Recent study finds that calorie restriction can slow the pace of aging in adults


A first of its kind randomized controlled trial led by a team of researchers in the Butler Columbia Aging Center at the Columbia University Mailman School of Public Health, in collaboration with Dr. Michael Kobor’s lab, has shown that calorie restriction can slow the pace of aging in adults. The study was published in Nature Aging.

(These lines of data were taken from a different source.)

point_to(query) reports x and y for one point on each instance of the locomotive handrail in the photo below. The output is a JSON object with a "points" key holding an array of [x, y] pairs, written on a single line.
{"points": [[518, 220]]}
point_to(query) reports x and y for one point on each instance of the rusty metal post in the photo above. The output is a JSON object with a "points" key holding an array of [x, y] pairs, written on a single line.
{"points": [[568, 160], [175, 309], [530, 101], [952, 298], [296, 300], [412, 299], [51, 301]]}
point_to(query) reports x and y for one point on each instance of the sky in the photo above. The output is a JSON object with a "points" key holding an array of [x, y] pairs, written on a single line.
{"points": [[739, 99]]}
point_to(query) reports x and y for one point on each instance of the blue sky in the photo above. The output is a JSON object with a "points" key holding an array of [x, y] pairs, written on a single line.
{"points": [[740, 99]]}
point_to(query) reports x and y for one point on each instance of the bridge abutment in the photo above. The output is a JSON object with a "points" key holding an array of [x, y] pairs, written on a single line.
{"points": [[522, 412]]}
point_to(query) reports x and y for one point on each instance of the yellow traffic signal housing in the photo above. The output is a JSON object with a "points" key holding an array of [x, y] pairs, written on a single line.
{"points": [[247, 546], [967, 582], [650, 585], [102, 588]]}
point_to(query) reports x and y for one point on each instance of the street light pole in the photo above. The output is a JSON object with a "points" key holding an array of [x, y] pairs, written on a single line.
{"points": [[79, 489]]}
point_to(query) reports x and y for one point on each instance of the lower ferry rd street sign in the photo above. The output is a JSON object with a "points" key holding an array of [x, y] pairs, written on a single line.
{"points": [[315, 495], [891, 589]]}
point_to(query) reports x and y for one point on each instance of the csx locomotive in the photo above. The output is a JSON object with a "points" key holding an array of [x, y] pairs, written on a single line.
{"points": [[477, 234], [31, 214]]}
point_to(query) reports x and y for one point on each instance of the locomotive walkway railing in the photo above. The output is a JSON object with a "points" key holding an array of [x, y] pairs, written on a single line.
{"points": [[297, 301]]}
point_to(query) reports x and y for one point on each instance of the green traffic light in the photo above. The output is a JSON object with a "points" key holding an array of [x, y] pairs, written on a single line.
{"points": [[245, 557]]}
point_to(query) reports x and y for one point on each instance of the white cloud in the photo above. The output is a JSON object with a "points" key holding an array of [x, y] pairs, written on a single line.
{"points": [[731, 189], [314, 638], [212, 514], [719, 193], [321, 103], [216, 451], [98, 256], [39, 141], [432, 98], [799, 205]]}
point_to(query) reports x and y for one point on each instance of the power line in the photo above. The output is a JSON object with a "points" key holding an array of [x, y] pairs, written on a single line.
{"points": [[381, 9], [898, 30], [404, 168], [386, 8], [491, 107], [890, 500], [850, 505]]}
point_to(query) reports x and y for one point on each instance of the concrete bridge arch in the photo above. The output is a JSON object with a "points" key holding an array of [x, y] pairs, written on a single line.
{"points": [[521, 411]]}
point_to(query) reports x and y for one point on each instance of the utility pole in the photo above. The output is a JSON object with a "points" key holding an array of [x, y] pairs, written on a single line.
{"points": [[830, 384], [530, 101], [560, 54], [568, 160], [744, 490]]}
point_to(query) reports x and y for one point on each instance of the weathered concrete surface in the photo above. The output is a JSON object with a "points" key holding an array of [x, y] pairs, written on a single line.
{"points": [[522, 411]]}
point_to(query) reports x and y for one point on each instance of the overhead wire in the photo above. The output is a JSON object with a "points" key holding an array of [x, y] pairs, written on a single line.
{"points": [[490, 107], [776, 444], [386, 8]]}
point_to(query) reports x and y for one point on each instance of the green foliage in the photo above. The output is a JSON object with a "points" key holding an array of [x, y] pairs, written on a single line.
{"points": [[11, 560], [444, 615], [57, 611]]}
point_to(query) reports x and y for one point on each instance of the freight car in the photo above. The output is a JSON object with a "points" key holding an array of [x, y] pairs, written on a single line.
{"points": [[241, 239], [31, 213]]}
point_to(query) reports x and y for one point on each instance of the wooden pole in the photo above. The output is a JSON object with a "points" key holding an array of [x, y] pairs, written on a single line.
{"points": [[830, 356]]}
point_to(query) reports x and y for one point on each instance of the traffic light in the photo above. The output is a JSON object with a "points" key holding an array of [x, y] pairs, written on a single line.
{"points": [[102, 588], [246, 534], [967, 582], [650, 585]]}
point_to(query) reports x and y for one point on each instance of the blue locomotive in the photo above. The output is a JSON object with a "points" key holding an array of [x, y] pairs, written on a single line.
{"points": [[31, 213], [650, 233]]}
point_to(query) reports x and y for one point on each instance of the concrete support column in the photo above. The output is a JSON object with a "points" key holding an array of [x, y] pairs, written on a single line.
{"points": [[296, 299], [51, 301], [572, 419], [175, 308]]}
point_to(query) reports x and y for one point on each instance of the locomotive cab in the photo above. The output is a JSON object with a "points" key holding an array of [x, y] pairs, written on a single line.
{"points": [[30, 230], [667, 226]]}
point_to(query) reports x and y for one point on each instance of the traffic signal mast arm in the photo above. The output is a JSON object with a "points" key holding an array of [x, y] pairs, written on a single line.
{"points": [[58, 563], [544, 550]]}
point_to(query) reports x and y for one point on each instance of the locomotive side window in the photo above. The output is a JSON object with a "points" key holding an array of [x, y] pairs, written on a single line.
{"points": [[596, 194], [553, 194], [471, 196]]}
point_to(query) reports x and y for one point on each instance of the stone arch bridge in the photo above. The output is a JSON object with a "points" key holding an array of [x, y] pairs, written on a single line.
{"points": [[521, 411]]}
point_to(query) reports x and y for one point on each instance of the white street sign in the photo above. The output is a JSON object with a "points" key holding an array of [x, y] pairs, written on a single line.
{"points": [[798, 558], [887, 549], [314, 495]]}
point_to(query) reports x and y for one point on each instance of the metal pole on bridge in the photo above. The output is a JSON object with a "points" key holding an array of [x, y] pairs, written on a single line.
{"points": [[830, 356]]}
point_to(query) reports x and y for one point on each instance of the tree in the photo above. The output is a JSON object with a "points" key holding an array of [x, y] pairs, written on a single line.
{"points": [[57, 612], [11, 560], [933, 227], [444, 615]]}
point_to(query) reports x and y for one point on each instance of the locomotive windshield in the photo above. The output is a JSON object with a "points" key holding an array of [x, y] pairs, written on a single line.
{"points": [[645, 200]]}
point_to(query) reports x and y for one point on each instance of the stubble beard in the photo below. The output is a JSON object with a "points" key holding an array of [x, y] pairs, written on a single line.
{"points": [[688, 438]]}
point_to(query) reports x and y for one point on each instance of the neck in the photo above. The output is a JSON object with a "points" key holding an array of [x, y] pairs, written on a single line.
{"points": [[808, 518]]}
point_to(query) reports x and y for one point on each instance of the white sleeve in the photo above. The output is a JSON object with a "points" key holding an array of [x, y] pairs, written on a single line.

UBC Authors: Michael S. Kobor

Summary: In worms, flies, and mice, calorie restriction can slow biological processes of aging and extend healthy lifespan. A new study led by Daniel Belsky, PhD, associate professor of epidemiology at Columbia Mailman School and a scientist with Columbia’s Butler Aging Center, aimed to test if calorie restriction could slows biological aging in humans. The trial, funded by the US National Institute on Aging, is the first ever investigation of the effects of long-term calorie restriction in healthy, non-obese humans. The trial randomized 220 healthy men and women at three sites in the U.S. to a 25% calorie-restriction or normal diet for two years. To measure biological aging in the participants, Dr. Kobor’s team analyzed methylation marks on DNA extracted from white blood cells taken from the participants. DNA methylation marks are chemical tags on the DNA sequence that regulate the expression of genes and are known to change with aging. Its results evidenced that caloric restriction slowed the pace of aging in humans, which gives researchers a sense of the the effects they might observe in different interventions, such as intermittent fasting or time-restricted eating.